September 20, 2009

It does not get easier

“That was my evil twin,” she explained. Other people would call it by different names, but when a normally pleasant person does something mean or unkind, the Bible calls this the action of our sinful flesh.

This term “flesh” is used in the New Testament to describe the sinful nature that is in the human heart, a dead thing (dead in the sense of being separated from God) that still tries to rule my life and the lives of all who believe. We are in good company; the apostle Paul fought the same battle.

For I delight in the law of God according to the inward man. But I see another law in my members, warring against the law of my mind, and bringing me into captivity to the law of sin which is in my members. O wretched man that I am! Who will deliver me from this body of death?

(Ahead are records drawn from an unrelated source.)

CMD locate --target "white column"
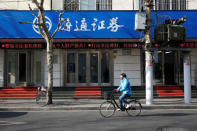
[184,55,191,104]
[145,51,153,105]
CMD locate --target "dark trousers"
[119,94,131,108]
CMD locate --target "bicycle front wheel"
[99,101,116,117]
[126,100,142,116]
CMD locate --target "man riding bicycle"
[115,73,132,110]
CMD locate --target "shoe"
[117,108,121,111]
[126,103,131,109]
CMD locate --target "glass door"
[5,51,36,86]
[64,50,110,86]
[90,53,98,83]
[78,53,87,83]
[7,53,18,86]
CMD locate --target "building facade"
[0,0,197,93]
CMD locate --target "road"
[0,110,197,131]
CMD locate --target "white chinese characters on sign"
[60,17,124,32]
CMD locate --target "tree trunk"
[45,39,53,105]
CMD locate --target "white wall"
[0,49,4,87]
[0,0,51,10]
[113,49,141,86]
[191,48,197,86]
[44,49,63,87]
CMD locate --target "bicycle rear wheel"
[126,100,142,116]
[99,101,116,117]
[36,92,46,105]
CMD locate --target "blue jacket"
[117,78,132,95]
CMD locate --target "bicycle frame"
[110,91,120,108]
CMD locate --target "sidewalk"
[0,98,197,111]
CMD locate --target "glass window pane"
[101,53,109,83]
[78,53,86,83]
[153,51,163,83]
[8,53,17,85]
[67,53,76,83]
[90,53,98,83]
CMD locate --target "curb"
[0,105,197,111]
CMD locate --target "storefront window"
[141,51,184,85]
[7,53,17,86]
[64,50,112,86]
[90,53,98,83]
[5,50,43,86]
[78,53,86,83]
[153,51,163,83]
[67,53,76,83]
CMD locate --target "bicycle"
[36,86,47,104]
[99,91,142,118]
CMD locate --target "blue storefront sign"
[0,10,197,39]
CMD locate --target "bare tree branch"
[51,12,64,38]
[40,0,44,7]
[32,0,40,8]
[28,4,38,18]
[18,21,41,26]
[38,12,46,38]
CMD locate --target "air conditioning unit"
[154,24,186,42]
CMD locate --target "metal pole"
[145,0,153,105]
[184,55,191,104]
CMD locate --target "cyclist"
[115,73,132,111]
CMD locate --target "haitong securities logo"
[32,16,52,34]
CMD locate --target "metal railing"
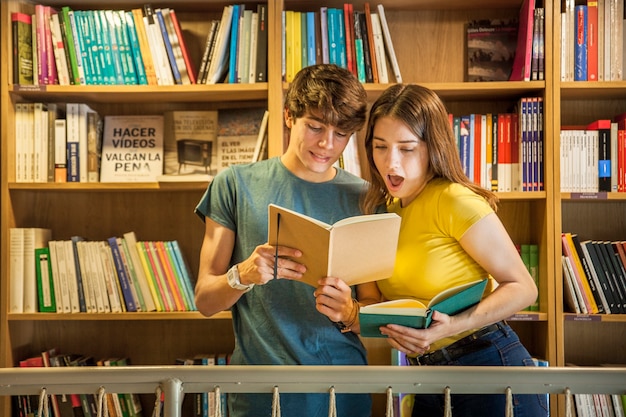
[0,365,626,417]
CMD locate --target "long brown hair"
[362,84,498,213]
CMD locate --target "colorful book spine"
[574,4,588,81]
[107,237,137,312]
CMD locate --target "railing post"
[161,378,183,417]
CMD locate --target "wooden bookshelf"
[9,0,626,416]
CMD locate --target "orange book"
[170,9,196,84]
[132,9,158,85]
[364,2,378,83]
[142,242,175,311]
[154,241,187,311]
[561,232,598,314]
[343,3,357,75]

I thank God—through Jesus Christ our Lord! So then, with the mind I myself serve the law of God, but with the flesh the law of sin. (Romans 7:22-25)
Sometimes Christians say this is a battle between the head and the heart. This assumes that what I think in my mind is the bad side and what I feel in my heart is from God, but Paul does not use those terms. He says that the mind is included in my new nature; the flesh is something else, a deeper thing than mere thoughts.

The best I can come up with is that the flesh is more about motivation. Am I doing this for me, to glorify and indulge me, or am I doing it at God’s bidding? Am I motivated by whatever looks good, feels good, strokes my pride, or am I motivated by the Holy Spirit?

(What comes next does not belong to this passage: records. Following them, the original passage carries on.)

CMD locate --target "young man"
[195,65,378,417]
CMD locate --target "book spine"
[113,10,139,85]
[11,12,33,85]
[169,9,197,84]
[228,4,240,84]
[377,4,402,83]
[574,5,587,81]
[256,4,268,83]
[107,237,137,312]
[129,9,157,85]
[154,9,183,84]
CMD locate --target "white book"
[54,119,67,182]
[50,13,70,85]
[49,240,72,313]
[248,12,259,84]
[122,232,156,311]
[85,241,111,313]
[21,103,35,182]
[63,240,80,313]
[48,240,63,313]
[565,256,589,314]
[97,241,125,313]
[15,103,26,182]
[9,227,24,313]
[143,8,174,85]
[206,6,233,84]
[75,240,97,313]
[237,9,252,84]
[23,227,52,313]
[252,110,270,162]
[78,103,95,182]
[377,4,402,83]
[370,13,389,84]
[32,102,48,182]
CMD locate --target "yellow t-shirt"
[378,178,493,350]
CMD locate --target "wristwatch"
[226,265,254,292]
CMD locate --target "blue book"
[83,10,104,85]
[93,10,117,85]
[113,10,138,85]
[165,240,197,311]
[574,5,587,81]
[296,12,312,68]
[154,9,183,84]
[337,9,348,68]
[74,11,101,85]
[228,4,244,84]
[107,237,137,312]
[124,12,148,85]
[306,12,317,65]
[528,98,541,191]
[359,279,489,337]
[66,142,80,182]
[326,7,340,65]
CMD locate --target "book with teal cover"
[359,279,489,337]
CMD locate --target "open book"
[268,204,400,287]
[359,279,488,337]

Whatever the correct terms, Christians are in a battle. I am called to obey God and my new nature wants to do that, but the flesh has other ideas. As Paul said, thank God for Jesus Christ and for the Holy Spirit who is there to enable me to do the will of God.

Yet Paul does not sugar-coat this battle. He says in verse 23, “I see another law in my members, warring against the law of my mind.” He calls it correctly; this internal struggle is a war.

On one side is the sin principle, which is part of the human condition. Every Christian fights with it and knows the war between sinful desires and the other side, our new creation that delights in the law of God. Some say that the longer we fight the battle, the easier it will be to win. That may be true, but for me, yielding to the Holy Spirit seems to make the flesh more cunning and the temptations more subtle.

Paul offers advice about this war in many passages of the New Testament. The one that helps me the most is this:

Walk in the Spirit, and you shall not fulfill the lust of the flesh. For the flesh lusts against the Spirit, and the Spirit against the flesh; and these are contrary to one another, so that you do not do the things that you wish. But if you are led by the Spirit, you are not under the law. (Galatians 5:16-18)
From it, I am aware of two things. One is that this conflict will happen. If there is no conflict, I would have to doubt that I am a Christian and wonder if I’ve given in to the flesh and not realized it.

The other is that the Holy Spirit frees me from trying to win this by adhering to laws and rules. Do this and don’t do that are not the way to win. Such weapons are from the flesh and making such choices are governed by my “I wants” and not the Holy Spirit.

Instead, I win when I follow the leading of the Holy Spirit. Sometimes His leading seems rational and clearly the best choice, but more often than not the flesh conflicts by arguing that God’s way cannot be the best, that my ideas are good, that doing what I want would produce more pleasing results, blah, blah, blah.

No, it really doesn’t get easier to win. Jesus fought and won for thirty-three years or so, yet in His last battle He sweat drops of blood as He resisted and said, “Not my will, but thine be done.”

But the battles are shorter. And when the Spirit wins and the flesh loses, the spoils are sweeter. I am more able to keep looking at Jesus. Remembering what He has done builds my desire to yield to the Spirit. As Paul said, I thank God for because He makes listening to the flesh less and less appealing.